For Gabby Gomez, a good night's sleep is a rare commodity.
The 19-year-old college student attends California Lutheran University in Thousand Oaks full-time and also works full-time at a public relations firm.
"I work Monday, Wednesday and Friday and go to school on Tuesday and Thursday," said Gomez.
The full class load and full work load are grueling enough to make anyone tired, but Gomez doesn't think that's nearly enough.
"While I'm at school, I also work. I work straight from my phone," she said. "I answer e-mails or take calls, and I run social media for my clients from my phone."
Indeed, thanks to the technology at her fingertips, her typical work day never seems to end.
"I start answering e-mails I may have missed around 7 a.m., I get into the office around 9 a.m., work until 5, and then I continue to e-mail back and forth after hours -- that could be up until 2 or 3 a.m."
Gomez admits that she is BlackBerry-obsessed. She takes calls or answers e-mails at all hours of the night, and does the same whenever she's out with friends. She said she aims for five hours of sleep a night, but usually doesn't get that much.
Experts say Gomez is hardly unique. A growing body of research suggests that more and more young people are becoming sleep-deprived because they can't put down their high-tech toys.
In recent years, studies have suggested that habitual Internet use and computer gaming can lead to lost sleep. A 2004 study in the journal Sleep revealed that adolescents with a TV set, gaming computer or Internet connection in their rooms spent measurably less time in bed. And some sleep researchers say that late-night use of gadgets with light-emitting screens can also have a detrimental impact on sleep.
What could make matters worse is that children and young adults require a lot more sleep than adults -- and ignoring this basic need in favor of texting or surfing the web can lead to serious problems.
"Insufficient sleep is associated with huge life factors, such as mood issues," said Dr. Helene Emsellem, director of The Center for Sleep and Wake Disorders in Chevy Chase, Md. "They are also more likely to be overweight."

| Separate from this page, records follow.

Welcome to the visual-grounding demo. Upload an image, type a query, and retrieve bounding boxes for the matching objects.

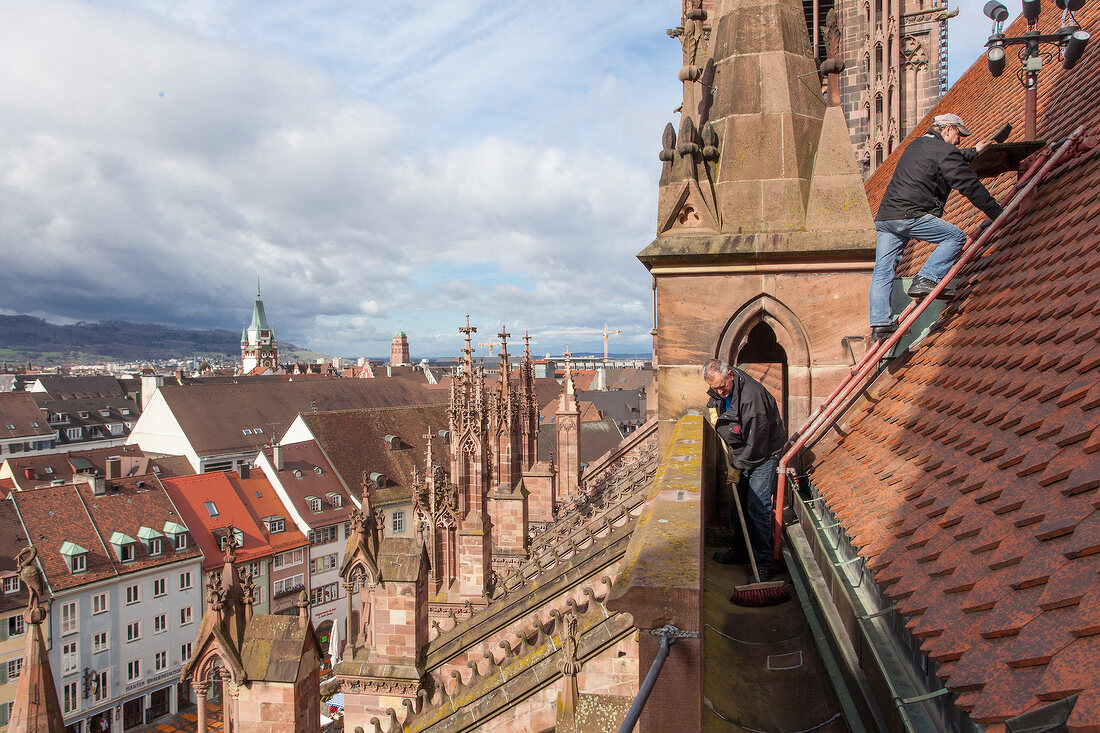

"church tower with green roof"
[389,331,413,367]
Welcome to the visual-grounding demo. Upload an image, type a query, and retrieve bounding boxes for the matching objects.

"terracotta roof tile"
[1035,636,1100,700]
[812,0,1100,717]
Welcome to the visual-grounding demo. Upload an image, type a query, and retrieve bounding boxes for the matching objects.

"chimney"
[298,591,309,628]
[80,473,107,496]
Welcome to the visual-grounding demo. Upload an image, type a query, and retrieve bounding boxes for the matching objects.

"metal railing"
[619,624,699,733]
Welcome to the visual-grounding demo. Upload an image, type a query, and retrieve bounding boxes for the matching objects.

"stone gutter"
[606,414,718,733]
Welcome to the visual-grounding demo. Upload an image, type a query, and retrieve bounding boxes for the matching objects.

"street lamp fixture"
[983,0,1090,140]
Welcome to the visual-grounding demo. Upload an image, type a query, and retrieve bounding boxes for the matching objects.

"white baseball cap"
[932,113,970,138]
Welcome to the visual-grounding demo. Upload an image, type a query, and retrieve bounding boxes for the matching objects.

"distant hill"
[0,316,321,364]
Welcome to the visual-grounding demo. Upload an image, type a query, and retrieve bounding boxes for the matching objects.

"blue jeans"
[737,458,779,572]
[870,214,966,326]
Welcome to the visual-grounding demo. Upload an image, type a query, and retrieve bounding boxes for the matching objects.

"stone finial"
[558,613,581,723]
[298,590,309,627]
[677,114,703,180]
[15,547,45,612]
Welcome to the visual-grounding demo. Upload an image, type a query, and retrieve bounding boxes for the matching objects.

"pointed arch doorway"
[715,293,812,431]
[734,321,790,425]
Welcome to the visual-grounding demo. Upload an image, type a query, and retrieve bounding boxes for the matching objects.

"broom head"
[729,580,791,605]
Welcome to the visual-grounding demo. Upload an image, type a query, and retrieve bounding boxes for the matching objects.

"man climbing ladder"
[870,114,1001,340]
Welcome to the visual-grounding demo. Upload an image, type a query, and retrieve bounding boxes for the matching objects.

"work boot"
[905,275,947,300]
[871,324,898,341]
[712,546,749,565]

"It can lead to social isolation, a lack of social skills development and interfere with the ability to function in school or at work," said Alan Hilfer, chief psychologist in the department of psychiatry at Maimonides Medical Center in New York City.
He added that young people's relationship with technology borders on addiction.
"Overuse of the Internet has an addictive quality, feeding into some aspects of compulsive or impulsive disorders when teens or college students are involved," he said.
Hilfer added that they may suffer from withdrawal if there's no access to a computer, and they also find themselves needing more in terms of software, upgrades and more time online.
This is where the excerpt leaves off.